You are viewing a plain text version of this content. The canonical link for it is here.
Posted to users@zeppelin.apache.org by "Verma, Rishi (398M)" <Ri...@jpl.nasa.gov> on 2015/10/19 21:32:47 UTC

Zeppelin on Spark with Mesos, getting JsonMappingException

Hello,

I’m getting a Json mapping exception errors when trying to use any cluster map/reduce operations on Zeppelin with Apache Spark, running on Mesos. Could somebody provide guidance?
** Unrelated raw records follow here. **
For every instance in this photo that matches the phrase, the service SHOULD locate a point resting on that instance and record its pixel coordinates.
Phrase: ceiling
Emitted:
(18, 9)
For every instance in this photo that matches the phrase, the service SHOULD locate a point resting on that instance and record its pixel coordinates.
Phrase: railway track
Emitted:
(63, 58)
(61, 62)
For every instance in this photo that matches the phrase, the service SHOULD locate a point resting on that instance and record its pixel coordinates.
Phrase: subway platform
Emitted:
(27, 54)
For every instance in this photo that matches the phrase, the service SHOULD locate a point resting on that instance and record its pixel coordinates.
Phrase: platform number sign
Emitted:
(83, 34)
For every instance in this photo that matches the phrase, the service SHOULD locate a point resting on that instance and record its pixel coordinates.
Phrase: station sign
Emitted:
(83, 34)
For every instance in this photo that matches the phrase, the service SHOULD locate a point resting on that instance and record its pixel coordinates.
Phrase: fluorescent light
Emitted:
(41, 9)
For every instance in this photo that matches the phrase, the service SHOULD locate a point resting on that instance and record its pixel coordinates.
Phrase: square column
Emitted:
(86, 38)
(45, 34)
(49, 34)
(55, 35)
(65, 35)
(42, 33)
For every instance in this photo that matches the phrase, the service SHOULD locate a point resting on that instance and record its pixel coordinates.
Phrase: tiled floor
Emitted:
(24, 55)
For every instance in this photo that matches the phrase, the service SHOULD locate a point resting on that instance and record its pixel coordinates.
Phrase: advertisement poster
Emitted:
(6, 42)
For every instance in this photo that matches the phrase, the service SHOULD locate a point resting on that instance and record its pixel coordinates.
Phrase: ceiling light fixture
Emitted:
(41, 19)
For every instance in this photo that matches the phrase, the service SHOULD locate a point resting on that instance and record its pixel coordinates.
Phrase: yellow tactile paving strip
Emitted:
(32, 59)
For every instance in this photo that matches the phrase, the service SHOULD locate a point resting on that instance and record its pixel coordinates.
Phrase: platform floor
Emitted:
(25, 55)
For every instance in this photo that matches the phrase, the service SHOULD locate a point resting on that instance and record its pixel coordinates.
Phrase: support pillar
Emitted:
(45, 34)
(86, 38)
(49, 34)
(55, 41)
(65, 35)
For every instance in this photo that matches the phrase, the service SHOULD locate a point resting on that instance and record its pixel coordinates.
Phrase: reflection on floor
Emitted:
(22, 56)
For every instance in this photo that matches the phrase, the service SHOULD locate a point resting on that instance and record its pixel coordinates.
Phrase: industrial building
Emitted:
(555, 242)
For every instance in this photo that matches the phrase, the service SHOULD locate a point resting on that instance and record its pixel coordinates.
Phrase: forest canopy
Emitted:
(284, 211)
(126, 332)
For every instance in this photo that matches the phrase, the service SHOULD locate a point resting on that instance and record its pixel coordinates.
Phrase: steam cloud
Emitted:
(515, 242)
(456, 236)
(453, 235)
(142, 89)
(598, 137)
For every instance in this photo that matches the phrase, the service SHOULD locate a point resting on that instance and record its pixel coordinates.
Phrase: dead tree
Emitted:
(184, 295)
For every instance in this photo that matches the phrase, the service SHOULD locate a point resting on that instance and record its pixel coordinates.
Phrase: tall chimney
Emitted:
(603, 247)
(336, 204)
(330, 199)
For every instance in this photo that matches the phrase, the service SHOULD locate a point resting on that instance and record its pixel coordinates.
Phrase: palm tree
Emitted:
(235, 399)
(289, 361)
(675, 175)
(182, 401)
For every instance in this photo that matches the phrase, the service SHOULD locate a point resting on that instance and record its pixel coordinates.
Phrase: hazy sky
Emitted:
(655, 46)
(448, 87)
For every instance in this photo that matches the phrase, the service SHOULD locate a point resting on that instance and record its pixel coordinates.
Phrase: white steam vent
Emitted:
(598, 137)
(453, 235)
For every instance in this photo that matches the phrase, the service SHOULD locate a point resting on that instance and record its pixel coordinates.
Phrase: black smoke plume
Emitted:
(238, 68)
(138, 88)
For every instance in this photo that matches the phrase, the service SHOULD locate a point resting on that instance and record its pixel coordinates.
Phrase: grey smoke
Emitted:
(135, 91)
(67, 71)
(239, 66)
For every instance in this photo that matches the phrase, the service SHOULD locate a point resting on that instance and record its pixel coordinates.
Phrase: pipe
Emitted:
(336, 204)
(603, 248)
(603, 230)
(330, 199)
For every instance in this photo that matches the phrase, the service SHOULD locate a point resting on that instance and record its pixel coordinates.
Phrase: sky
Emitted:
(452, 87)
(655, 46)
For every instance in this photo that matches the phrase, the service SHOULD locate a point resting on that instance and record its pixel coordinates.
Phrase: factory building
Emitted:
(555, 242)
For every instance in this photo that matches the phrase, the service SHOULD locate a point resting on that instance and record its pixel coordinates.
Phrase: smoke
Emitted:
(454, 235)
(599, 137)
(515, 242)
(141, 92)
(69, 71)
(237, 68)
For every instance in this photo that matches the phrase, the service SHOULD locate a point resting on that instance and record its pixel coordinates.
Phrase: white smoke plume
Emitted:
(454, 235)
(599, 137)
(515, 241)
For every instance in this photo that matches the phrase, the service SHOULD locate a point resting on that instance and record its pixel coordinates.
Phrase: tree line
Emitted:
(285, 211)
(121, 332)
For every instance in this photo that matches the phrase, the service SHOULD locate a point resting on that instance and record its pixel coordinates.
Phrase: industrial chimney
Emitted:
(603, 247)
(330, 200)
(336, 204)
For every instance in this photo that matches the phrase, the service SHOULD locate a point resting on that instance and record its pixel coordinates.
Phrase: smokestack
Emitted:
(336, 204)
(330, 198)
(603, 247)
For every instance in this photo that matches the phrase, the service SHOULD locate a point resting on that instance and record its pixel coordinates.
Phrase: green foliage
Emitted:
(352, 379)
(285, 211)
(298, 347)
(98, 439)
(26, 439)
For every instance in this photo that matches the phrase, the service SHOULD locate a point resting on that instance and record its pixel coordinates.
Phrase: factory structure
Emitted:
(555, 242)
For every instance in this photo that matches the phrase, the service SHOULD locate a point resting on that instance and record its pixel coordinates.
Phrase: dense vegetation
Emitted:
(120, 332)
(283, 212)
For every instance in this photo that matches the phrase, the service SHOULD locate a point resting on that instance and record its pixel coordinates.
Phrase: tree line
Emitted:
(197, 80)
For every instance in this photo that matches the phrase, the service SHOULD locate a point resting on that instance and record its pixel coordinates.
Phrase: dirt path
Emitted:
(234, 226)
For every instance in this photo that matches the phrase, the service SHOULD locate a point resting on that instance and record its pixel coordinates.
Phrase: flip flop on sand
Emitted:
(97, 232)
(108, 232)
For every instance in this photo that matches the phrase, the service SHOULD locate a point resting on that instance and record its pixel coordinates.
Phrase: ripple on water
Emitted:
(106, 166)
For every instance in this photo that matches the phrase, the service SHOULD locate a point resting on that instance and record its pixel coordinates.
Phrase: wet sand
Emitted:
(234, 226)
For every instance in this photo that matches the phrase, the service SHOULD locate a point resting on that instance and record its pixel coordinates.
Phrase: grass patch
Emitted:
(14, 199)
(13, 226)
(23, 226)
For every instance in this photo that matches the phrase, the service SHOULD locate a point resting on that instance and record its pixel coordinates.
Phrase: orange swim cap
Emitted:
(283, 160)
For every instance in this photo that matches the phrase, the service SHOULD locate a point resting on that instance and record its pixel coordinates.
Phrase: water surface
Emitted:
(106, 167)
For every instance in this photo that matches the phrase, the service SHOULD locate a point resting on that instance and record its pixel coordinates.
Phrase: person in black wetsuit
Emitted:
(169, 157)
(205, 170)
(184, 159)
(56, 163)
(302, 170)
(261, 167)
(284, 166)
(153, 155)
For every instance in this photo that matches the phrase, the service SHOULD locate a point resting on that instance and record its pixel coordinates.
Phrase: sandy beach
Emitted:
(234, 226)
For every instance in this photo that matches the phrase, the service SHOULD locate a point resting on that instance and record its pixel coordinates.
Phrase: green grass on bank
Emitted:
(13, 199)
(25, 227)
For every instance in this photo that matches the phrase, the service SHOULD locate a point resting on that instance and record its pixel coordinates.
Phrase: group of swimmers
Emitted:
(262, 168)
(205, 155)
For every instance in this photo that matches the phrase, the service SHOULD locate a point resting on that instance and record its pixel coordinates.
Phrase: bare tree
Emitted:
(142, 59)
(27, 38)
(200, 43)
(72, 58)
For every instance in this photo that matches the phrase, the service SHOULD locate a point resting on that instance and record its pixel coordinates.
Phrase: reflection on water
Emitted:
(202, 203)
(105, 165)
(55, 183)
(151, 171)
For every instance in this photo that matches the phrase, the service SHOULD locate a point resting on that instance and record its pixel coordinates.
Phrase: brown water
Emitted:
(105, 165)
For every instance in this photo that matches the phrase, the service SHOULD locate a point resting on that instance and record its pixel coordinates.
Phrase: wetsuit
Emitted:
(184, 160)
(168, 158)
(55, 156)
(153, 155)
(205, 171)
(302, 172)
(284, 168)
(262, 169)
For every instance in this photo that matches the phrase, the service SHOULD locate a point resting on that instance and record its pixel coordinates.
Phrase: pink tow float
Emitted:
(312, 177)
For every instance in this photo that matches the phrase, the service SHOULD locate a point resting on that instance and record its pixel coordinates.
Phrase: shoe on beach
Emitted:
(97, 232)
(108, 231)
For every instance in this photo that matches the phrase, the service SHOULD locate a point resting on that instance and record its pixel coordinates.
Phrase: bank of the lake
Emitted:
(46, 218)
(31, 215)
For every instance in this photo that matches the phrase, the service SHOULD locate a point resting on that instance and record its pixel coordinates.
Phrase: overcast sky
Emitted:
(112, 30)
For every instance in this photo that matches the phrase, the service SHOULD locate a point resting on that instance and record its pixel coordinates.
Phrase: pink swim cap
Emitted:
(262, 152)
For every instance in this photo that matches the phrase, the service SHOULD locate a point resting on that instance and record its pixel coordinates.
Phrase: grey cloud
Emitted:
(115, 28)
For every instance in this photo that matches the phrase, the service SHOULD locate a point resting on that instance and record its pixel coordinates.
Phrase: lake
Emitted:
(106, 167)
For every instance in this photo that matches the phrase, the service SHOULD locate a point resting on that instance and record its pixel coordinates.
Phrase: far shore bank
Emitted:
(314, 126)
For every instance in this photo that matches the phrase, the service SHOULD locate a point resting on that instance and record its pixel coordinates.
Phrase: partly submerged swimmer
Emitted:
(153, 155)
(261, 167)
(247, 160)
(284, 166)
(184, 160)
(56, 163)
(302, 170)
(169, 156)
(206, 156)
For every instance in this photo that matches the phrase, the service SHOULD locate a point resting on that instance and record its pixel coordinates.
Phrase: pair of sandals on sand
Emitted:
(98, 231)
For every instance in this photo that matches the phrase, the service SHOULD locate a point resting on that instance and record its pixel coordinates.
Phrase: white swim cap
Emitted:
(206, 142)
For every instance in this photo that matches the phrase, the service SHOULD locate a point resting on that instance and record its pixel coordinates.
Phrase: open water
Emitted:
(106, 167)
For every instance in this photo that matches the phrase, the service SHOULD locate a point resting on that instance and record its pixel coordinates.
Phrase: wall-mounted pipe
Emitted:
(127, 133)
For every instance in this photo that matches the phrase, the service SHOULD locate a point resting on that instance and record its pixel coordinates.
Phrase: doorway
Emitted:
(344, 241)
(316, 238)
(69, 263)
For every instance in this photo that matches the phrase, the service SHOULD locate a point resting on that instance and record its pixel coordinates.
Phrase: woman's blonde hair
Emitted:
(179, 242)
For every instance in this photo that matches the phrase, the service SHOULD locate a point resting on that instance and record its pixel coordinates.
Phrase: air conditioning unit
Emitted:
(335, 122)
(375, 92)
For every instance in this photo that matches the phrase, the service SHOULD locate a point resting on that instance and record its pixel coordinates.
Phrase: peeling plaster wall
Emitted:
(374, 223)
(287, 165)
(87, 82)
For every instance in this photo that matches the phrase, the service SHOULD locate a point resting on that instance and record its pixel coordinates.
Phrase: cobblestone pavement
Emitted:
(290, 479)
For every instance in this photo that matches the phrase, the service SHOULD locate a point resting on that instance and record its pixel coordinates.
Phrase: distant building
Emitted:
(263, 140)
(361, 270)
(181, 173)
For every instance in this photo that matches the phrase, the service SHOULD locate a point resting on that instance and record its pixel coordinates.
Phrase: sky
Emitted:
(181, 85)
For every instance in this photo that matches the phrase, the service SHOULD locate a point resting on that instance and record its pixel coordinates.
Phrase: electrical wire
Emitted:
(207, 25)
I feel my configuration is correct according to documentation I’ve read, and I can’t seem to figure out why the reduce commands are failing. 

Here are three (Scala) commands I tried in a fresh Zeppelin notebook, the first two work fine and the third fails:

> sc.getConf.getAll
res0: Array[(String, String)] = Array((spark.submit.pyArchives,pyspark.zip:py4j-0.8.2.1-src.zip), (spark.home,/cluster/spark), (spark.executor.memory,512m), (spark.files,file:/cluster/spark/python/lib/pyspark.zip,file:/cluster/spark/python/lib/py4j-0.8.2.1-src.zip), (spark.repl.class.uri,http://<IP_HIDDEN>:<PORT_HIDDEN>), (args,""), (zeppelin.spark.concurrentSQL,false), (spark.fileserver.uri,http://<IP_HIDDEN>:<PORT_HIDDEN>), (zeppelin.pyspark.python,python), (spark.scheduler.mode,FAIR), (zeppelin.spark.maxResult,1000), (spark.executor.id,driver), (spark.driver.port,<PORT_HIDDEN>), (zeppelin.dep.localrepo,local-repo), (spark.app.id,20151007-143704-2255525248-5050-29909-0013), (spark.externalBlockStore.folderName,spark-e7edd394-1618-4c18-b76d-9...

> (1 to 10).reduce(_ + _)
res5: Int = 55

> sc.parallelize(1 to 10).reduce(_ + _)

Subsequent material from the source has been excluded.